Michel also said "lives have been saved" because of a terror cell involving Abaaoud that Belgian security broke up in a raid in January, killing two jihadists.

French President Francois Hollande has said that the Paris attacks were "planned in Syria, prepared and organised in Belgium."

Abaaoud grew up in the poor Molenbeek district of Brussels, described as an extremist hotbed, before going to join the Islamic State group in Syria and escaping the raid in Verviers.

'Their place is in prison'

Meanwhile Molenbeek native Brahim Abdesalam, who blew himself up in front of a cafe in Paris on Friday, and his brother Salah, who is wanted by French authorities over the attacks, were also from Molenbeek.

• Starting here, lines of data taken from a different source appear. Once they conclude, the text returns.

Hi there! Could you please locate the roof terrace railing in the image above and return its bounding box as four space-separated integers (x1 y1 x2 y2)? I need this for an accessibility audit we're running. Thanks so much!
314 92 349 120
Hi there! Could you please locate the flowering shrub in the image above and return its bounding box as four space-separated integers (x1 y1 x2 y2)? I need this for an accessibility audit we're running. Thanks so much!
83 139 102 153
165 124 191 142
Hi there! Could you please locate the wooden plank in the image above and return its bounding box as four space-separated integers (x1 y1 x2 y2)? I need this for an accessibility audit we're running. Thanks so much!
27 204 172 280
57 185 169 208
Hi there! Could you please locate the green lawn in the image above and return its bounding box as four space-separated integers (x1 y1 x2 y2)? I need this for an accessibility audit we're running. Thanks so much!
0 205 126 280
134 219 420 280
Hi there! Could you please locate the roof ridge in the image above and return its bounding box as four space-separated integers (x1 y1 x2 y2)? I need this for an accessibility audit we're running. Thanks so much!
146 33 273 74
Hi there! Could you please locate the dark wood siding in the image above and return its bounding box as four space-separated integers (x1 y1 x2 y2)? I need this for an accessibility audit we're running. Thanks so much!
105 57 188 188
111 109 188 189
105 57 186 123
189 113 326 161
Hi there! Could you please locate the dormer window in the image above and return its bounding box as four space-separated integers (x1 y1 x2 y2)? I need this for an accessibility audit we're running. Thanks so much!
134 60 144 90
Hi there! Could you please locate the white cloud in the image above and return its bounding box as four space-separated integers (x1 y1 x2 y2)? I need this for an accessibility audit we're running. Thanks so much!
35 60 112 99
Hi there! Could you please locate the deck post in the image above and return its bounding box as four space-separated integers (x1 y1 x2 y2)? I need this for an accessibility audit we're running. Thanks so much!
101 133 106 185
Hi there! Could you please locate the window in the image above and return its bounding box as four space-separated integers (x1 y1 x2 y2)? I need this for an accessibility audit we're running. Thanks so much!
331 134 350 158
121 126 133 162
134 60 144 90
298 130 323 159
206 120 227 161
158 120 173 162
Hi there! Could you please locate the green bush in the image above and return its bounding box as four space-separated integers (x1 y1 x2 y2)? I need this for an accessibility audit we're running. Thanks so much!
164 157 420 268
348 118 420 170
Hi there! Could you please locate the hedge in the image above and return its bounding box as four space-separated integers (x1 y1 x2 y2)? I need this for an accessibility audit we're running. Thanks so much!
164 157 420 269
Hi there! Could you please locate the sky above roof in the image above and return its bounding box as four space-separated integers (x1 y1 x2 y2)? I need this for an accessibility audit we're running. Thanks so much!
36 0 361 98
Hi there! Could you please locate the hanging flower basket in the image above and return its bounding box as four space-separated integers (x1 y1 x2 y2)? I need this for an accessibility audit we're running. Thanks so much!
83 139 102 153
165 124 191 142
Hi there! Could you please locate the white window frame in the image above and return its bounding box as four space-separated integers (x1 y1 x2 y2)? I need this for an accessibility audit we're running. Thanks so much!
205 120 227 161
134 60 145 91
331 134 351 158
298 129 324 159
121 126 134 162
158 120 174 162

This year the two were questioned by police on their radical activities, but released without charge and without a report to French authorities.

Michel said "the government has decided to send a firm signal by releasing 400 million euros ($428 million)" for the 2016 budget mainly to provide the security services with more recruits and new equipment.

"And for the jihadists who return from Syria, their place is in prison," the prime minister said.

Police will also be allowed to carry out raids at night -- which until now have been banned from 9pm to 5am -- in addition to putting ankle bracelets on radicals and extending detention for terror suspects from the current 24 hours to 72 hours.

In the latest raids since Friday's attacks, Belgian police swept through six areas of Brussels linked to 20-year-old Bilal Hadfi, one of the three suicide bombers who blew himself up outside the French national stadium where France and Germany where playing a friendly.

They targeted places linked to Hadfi's family, friends and others close to him, the prosecutor's office said.

On Tuesday a friendly football match between Belgium and Spain in Brussels was cancelled.